November 16, 2018 — Today, Compassion Over Killing (COK) released gut-wrenching undercover footage exposing the horrors of high-speed chicken slaughter, on the heels of the Trump administration’s decision to grant waivers allowing more plants to increase already dangerous line speeds from 140 to 175 birds killed each minute.

The hidden-camera footage, filmed by a COK investigator working inside Amick Farms in Maryland, reveals birds violently pushed or thrown down the line hurtling toward their death.

COK’s video documents:

  • Workers punching, shoving, or throwing birds as they keep up with line speeds
  • Birds slowly drowning in electrified stunning baths during equipment break-down
  • “Red birds,” with blood seen under their skin – evidence they were scalded alive

Amick Farms is one of 20 plants originally given permission by the USDA to run slaughter lines at speeds of up to 175 birds per minute, totaling around one million birds each week. Recently, the USDA’s Food Safety and Inspection Service granted waivers to four more plants to increase their speeds, and it’s expected that this trend will continue.

As COK’s video reveals, faster slaughter line speeds could mean more suffering for birds raised for meat, who already endure filthy, overcrowded conditions as well as the crippling effects of being genetically manipulated for unnatural rapid growth.

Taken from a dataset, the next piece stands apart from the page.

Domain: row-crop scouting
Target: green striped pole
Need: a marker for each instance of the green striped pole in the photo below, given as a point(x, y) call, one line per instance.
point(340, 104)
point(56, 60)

After reviewing COK’s footage, Dr. Sara Shields, an animal welfare and behavior specialist, stated, “Birds can be seen–still hanging from the shackles–in the water bath…it is likely that the birds would have experienced prolonged, possibly painful electrical shock while they died of drowning. This situation is totally unacceptable from an animal welfare perspective.”

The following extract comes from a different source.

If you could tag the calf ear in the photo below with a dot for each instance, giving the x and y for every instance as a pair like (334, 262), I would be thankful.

Workers, too, are suffering the impact of having to stay on pace with the fast slaughter line, already working in one of the nation’s most dangerous industries, where severe injuries are common.

While working there even for a short time, COK’s investigator suffered crippling pain and other hand injuries. Many employees removed their shirts in the extreme heat inside the facility, operating dangerous machinery without even basic protection covering their skin.

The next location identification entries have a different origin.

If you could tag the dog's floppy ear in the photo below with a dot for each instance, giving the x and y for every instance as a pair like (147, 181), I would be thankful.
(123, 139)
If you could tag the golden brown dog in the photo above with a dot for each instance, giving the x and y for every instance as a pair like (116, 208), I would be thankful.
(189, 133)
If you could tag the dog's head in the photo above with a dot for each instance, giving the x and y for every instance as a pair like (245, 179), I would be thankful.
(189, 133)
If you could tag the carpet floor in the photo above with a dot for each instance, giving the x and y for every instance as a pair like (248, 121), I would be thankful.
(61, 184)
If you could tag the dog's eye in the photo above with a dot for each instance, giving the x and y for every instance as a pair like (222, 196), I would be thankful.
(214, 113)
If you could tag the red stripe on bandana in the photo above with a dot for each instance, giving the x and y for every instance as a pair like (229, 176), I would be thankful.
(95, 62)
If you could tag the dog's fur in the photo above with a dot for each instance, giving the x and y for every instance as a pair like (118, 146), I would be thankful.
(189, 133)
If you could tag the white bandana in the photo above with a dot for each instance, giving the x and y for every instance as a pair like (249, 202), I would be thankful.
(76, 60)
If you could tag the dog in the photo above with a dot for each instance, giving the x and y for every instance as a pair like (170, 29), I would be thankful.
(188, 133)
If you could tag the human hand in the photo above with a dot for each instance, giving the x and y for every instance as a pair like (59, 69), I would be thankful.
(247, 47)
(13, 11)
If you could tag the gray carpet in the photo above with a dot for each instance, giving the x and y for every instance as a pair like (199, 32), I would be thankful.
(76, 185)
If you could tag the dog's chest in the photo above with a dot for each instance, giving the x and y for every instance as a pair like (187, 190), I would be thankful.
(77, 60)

This isn’t the first time COK has exposed high-speed horrors in the meat industry. In 2015 a COK investigator worked inside a high-speed plant supplying Hormel, revealing pigs shocked, dragged, and pulled to the kill floor; animals covered in feces and pus-filled abscesses processed for human consumption with a USDA seal of approval; and more.

COK has delivered over a quarter million petition signatures to the USDA, while the agency also considers over 83,500 public comments about its high-speed program, many in opposition over animal and worker safety concerns, as the final rule is made.

“USDA’s plan to allow even more slaughterhouses to increase kill line speeds that are already dangerously fast is a reckless step backwards. Animals, workers, and consumers need more protection, not less,” says Erica Meier, Executive Director, Compassion Over Killing.